Gesetz gegen Routerzwang soll 2015 kommen

Nachdem die Transparenz-Verordnung kein probates Mittel gegen den Routerzwang ist, soll es jetzt im Frühjahr 2015 ein entsprechendes Gesetz geben.

Das erklärte das Bundeswirtschaftsministerium gegenüber Golem.de. Demnach muss im Telekommunikationsgesetz ein „Netzabschlusspunkt“ festgelegt werden – derzeit sehen die Telekommunikations-Anbieter den Router als Netzabschlusspunkt, der nicht ausgetauscht werden darf (=Routerzwang). Die Gesetzesänderung muss die TAE-Buchse als Netzabschlusspunkt festlegen, damit ein Routerzwang wirksam unterbinden wird. Für Kabel-Provider muss entsprechend die Kabel-Buchse in der Wohnung als Netzabschluss definiert werden.


Viel Widerstand gegen Zwangsrouter

Laut Golem.de besteht eine breite Front gegen Zwangsrouter: neben 19 Herstellern von Routern nimmt auch der Chaos Computer Club (CCC) in einer zehnseitigen Stellungnahme eine Position gegen Routerzwang ein. Der CCC sieht die Problematik, dass vom Provider vorgegebene Router bei einem Providerwechsel nicht mehr zu gebrauchen sind und bringt damit eine ökologische Komponente in die Diskussion: wenn ein Router weiter verwendet werden kann, entsteht weniger Abfall.

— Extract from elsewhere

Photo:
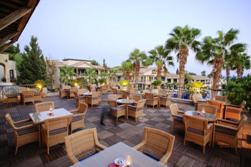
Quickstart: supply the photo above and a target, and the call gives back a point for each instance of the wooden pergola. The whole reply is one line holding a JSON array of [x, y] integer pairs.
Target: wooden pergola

Die TK-Hersteller argumentieren, dass die TAE-Buchse als standardisierter Netzabschluss bewährt sei und eine Abschaffung dieses Standards nur zur einer Zersplitterung des DSL-Marktes führen würde.

Abgesehen von der Diskussion über den Netzabschluss für Telefon-Leitungen sind Zwangsrouter aber auch bei Kabelanbietern ein Problem. So lässt es sich Kabel Deutschland extra bezahlen, die eigentlich in der Hardware vorhandene WLAN-Funktion zu aktivieren – außerdem sind nur bestimmte Geräte von den jeweiligen Kabelnetzbetreibern zugelassen, sodass die Anschaffung eines womöglich besseren Modems/Endgerät nicht umzusetzen ist. Hier bleibt nur, das vorgegebene Gerät in den „Bridge“-Modus zu versetzen und selbst dahinter eine FritzBox oder anderen Router zu betreiben.

Anhörung der BNetzA zum Routerzwang

Bis zum 06. November hat man noch die Gelegenheit, sich bei einer Anhörung der Bundesnetzagentur (BNetzA) zum Thema Routerzwang zu äußern. Dabei sollen sowohl Provider, Routerhersteller als auch die Öffentlichkeit gehört werden. Grundlage der Stellungnahmen bietet ein PDF, welches von der BNetzA bereit gestellt wurde: Mitteilung 398 / 2013.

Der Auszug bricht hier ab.